Navigating the intricacies of data sovereignty

In establishing a truly secure digital ecosystem in the Australasian region, governments are strengthening initiatives to secure consumer data amid the escalating dependence on digital technologies, with a particular emphasis on the cloud. However, government policies and regulations cannot be the sole benchmark. Cloud providers and other technological entities must collaboratively address the escalating threat of cyber breaches by implementing additional safeguards.

Countries across the world are intensifying efforts to develop data governance strategies and legislation, and enforce new laws focused on data privacy, security and protection. In recent months, the Australian Government has begun reforming the Privacy Act to ensure data regulations are fit for purpose in the digital age. Despite this, disparities in data protection policies among countries persist — these variations create a complex regulatory landscape, leaving companies perplexed about differing enforcement practices worldwide and impeding local customers from fully leveraging cloud services. Particularly in the context of the APAC digital economy where data serves as the lifeblood, ensuring unimpeded and secure data flows through the cloud will be crucial for the region’s success.

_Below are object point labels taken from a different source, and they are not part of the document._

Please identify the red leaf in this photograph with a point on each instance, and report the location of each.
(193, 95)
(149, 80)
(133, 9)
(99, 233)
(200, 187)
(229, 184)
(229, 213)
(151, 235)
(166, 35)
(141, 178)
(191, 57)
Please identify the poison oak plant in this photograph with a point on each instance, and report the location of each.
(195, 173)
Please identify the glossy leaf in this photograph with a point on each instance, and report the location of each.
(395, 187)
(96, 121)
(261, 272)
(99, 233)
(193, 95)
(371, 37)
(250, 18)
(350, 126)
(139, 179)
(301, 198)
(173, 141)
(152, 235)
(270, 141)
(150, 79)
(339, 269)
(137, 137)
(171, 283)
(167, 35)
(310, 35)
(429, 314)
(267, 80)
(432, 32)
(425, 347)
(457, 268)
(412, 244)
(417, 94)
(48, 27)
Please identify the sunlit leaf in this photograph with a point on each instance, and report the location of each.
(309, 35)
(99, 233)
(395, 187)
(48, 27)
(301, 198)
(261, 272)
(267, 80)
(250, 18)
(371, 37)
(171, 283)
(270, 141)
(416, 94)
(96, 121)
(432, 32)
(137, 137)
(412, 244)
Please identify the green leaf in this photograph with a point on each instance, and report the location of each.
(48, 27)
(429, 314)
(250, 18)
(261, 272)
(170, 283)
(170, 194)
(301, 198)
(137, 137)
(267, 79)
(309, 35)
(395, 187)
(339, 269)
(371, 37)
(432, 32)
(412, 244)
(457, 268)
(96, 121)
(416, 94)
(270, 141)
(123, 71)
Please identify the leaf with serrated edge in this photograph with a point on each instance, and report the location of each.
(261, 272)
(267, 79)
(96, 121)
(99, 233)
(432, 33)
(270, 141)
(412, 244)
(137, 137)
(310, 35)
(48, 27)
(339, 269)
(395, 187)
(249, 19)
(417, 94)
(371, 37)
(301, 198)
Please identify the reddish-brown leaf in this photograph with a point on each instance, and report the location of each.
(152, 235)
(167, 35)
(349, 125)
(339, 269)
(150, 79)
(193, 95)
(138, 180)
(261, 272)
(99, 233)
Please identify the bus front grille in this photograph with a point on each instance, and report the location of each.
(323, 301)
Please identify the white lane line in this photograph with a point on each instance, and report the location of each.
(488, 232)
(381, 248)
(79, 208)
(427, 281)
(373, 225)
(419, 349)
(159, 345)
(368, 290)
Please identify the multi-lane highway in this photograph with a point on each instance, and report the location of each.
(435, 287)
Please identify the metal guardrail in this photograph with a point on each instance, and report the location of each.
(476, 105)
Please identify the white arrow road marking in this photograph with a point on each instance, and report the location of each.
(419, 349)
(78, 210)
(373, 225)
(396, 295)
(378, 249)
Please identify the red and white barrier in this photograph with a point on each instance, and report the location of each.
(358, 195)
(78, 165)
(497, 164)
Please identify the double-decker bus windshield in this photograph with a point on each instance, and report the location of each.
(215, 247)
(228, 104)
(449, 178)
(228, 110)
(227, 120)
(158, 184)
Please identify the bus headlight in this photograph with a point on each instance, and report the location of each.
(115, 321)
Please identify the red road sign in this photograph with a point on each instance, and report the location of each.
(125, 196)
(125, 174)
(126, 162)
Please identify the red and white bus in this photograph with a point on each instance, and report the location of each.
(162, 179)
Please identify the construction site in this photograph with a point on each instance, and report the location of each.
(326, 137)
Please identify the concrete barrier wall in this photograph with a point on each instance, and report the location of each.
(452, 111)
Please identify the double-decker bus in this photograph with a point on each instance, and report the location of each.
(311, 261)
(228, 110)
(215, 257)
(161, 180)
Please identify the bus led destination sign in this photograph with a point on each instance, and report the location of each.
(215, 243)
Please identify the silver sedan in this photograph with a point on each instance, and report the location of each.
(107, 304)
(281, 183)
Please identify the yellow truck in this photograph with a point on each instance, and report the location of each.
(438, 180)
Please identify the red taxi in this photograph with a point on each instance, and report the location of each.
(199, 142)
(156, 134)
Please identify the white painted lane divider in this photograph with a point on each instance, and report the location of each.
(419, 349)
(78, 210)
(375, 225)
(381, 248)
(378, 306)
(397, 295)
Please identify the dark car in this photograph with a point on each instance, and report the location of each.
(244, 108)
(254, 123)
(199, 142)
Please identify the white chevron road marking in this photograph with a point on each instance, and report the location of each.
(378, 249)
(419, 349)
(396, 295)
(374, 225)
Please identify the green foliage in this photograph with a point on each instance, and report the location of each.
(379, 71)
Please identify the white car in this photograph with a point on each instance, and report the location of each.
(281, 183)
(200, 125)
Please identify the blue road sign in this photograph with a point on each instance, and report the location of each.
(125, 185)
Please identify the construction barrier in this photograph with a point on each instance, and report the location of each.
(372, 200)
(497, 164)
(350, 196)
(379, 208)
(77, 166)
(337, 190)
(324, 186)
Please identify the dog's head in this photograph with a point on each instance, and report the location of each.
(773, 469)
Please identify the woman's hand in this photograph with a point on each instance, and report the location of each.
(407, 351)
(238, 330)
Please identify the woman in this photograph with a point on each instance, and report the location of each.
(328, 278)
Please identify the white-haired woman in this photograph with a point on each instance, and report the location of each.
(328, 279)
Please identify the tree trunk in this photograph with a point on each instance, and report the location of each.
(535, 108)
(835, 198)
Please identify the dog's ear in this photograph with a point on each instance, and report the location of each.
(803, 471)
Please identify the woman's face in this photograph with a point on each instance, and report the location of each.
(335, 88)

Ultimately, these considerations will see data sovereignty grow to become a driver of data storage trends in 2024 and beyond. Given the intricacies involved, Australia’s progress towards embracing cloud solutions has to emphasise transparency. This becomes imperative, especially considering over 80% of global organisations will encounter contemporary privacy and data protection requirements by 2024. In such a scenario, cloud providers need to offer businesses enhanced support through local compute and storage capabilities to meet the evolving data compliance needs. Transparency must be the established norm sought by businesses, alongside with cloud providers willing to adhere to this standard.

Unleashing the raw power of bare metal servers

With the spotlight on emerging technologies such as AI, machine learning (ML) and the Internet of Things (IoT), businesses are actively incorporating these innovations into their strategies to unlock new growth frontiers. However, the success of these initiatives relies on robust processing capabilities with the aptness to handle complex algorithms and vast datasets. In fact, 52% of global organisations have opted to bring back cloud workloads to on-premises infrastructure due to factors like management decisions, data security concerns, higher-than-expected costs, and limited access to new technologies.

In the rush to adopt cloud computing, hasty migration of all workloads to public cloud infrastructure has presented considerable challenges. Many organisations have neglected the crucial step of assessing technical requirements first and determining which workloads would genuinely benefit from a cloud environment. Consequently, workloads relocated without proper consideration often led to suboptimal performance or the need for extensive refactoring to achieve cloud optimisation.

In today’s digital realm of emerging technologies and the escalating demands on computational capabilities, relying solely on ordinary servers proves insufficient for diverse and intricate business requirements. Processing substantial amounts of data through high-performance computing will require businesses to take a nuanced approach to server infrastructure. 2024 will see businesses increasingly turning to fit-for-purpose servers, such as bare metal servers, to provide the robust platforms required for handling their sensitive data effectively.

Bare metal servers offer dedicated and single-tenant hardware, ensuring enhanced performance, predictability and security. This bespoke approach not only addresses the specific computational needs associated with emerging technologies but also caters to the heightened sensitivity and regulatory considerations surrounding the processing of confidential and proprietary data. As such, we expect to see businesses actively seeking out these specialised server solutions as an essential component of their strategy to create a secure and high-performance environment for processing and managing their critical data.